CLIENT
International Space Federation
year
2025
role
Creative Direction, UX, Front End Design
The International Space Federation is a research organization working at the frontier of energy and gravity science — bringing together physicists, academics, investors, and innovators. Their previous site was built in the early 2010s and reflected it: a blog-centric structure, design conventions from a different era, and a visual presentation that made it hard for anyone outside the academic community to understand why this work mattered. The core problem wasn't cosmetic. ISF was struggling to build credibility beyond the physics community — which affected their ability to attract the investors and non-academic partners the work needed to advance. The site needed to do something their existing presence couldn't: make people feel the significance of what was being researched, not just describe it.
Design Inspiration
Horizon inspiration for gradients used on the site
In thinking about design references, I was brought back to what "space" represents: the logic of darkness. Using black and deep gray as primary backgrounds, which shifts the register from informational to immersive. You're not reading about space. You're in it. The experience I wanted to create was closer to science fiction in its sense of scale and intrigue than to an academic website. Not in a way that was dishonest about the work, but in a way that communicated that what ISF is researching is genuinely extraordinary. The site architecture was rebuilt to support that: nine navigation items collapsed to five, the homepage rebuilt around a single clear introduction to the organization, and the content strategy shifted away from blog posts toward research papers and institutional assets that actually build credibility with serious audiences.

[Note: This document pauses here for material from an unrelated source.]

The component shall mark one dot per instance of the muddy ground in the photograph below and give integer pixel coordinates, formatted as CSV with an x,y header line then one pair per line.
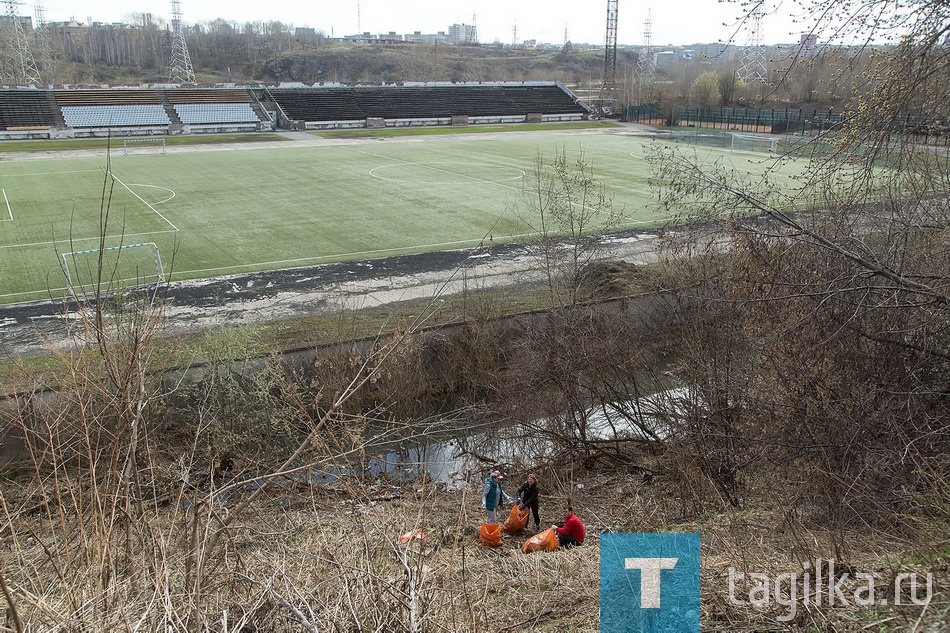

The interaction I'm most satisfied with is the wormhole sequence on the homepage. A video element of a wormhole plays in the background as the user scrolls. At a defined point text appears as the user scrolls, giving the sense that the user has entered the wormhole rather than simply scrolled past it. When the sequence completes, the page releases and normal scrolling resumes. All interaction behaviors — the WebGL effects, the parallax animations, the mouse-responsive depth — were defined by me in Figma and translated into the WordPress build by the front-end developer I collaborated with. The wormhole sequence, the motion logic, the scroll triggers: all of it was specified in the design before a line of code was written. That specificity is what made the final build match the intent.
Hover interactions
Cards for team members
Rebuilding the navigation from nine items to five sounds like a small decision. In practice it was the clearest signal that the entire project was working, because it required ISF to agree that some of what they had built their site around was getting in the way of what they were trying to communicate. That kind of structural clarity is harder to arrive at than a visual direction.